Laura G. Ross, a finance and nonprofit professional originally appointed to the CPB board by Trump in 2018 and reappointed by Biden. Thomas E. Rothman, chairman and CEO of Sony Pictures Entertainment’s Motion Picture Group. And Diane Kaplan, a longtime public media leader from Alaska. All three refused to leave after receiving the termination email.
2-Can the President actually fire CPB board members?
That is exactly what the courts are being asked to decide. CPB argues clearly that he cannot, because the 1967 law that created CPB does not include any presidential removal mechanism. The Trump administration argues the Constitution’s broad executive power provisions give him that authority regardless. No final court ruling had been issued as of early 2026.
3-What happened to CPB’s $1.07 billion in funding?
Congress voted to rescind it. The House passed the bill 214-212, and the Senate followed. On July 24, 2025, the Rescissions Act of 2025 became law and the money was gone. Courts cannot restore money that Congress has voted to take away — that is a legislative decision, not a judicial one.
4-Are PBS and NPR shutting down?
No, not entirely. But both are significantly cutting back. PBS cut 21% of its budget. NPR said 78 member stations face serious financial risk. The organizations most at risk are small rural and community stations that relied heavily on CPB grants and have limited private fundraising capacity.
5-What was the November 2025 settlement about?
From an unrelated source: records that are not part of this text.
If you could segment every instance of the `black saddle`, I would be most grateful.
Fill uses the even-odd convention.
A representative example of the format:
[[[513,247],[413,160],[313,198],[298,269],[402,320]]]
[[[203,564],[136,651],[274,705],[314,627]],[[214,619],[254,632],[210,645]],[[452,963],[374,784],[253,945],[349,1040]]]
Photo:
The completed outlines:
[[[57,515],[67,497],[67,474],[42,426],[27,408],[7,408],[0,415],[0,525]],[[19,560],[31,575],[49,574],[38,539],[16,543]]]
That settlement resolved a specific fight between CPB and NPR over a $36 million satellite distribution contract. CPB had approved the contract, then reversed under White House pressure, then was sued by NPR for it. In November, CPB agreed to restore the contract. NPR dropped its specific claims about the satellite grant. The larger lawsuit about the executive order against NPR and PBS continued separately.
6-Did any Republicans vote against defunding CPB?
Yes. In the House, four Republicans voted against the rescission bill, which is why it passed by only 214-212. In the Senate, Lisa Murkowski of Alaska and Susan Collins of Maine voted with Democrats against it. Both senators represent states where public broadcasting serves large, rural, and remote communities that have few other media options.
7-Where can I follow updates on the Trump CPB board removals lawsuit?
The case is being heard in the U.S. District Court for Washington D.C. before Judge Randolph D. Moss. Court filings are publicly available on PACER. Both NPR and PBS regularly publish updates on their websites regarding the status of the litigation and its impact on their operations.
The day after the board firings, DOGE staffers emailed CPB requesting to embed a review team inside the organization. CPB refused, citing its legal independence from federal oversight. DOGE does not have any formal authority over CPB under the law. The email was widely seen as part of the same broader pressure campaign that included the board firings and the executive order.
The Trump CPB board removals lawsuit will continue working through the courts, and the constitutional questions it raises about presidential power over independent nonprofit institutions are genuinely significant. But the immediate financial reality is already here. CPB is winding down. Local stations are making painful decisions. And the communities that depended most on public broadcasting for news, education, and emergency communication are the ones that will feel it first.
Disclaimer
This article is for informational purposes only and does not constitute legal, political, or financial advice. All information is based on publicly available sources and reflects events as of March 2026. Readers are encouraged to consult qualified professionals for advice specific to their situation.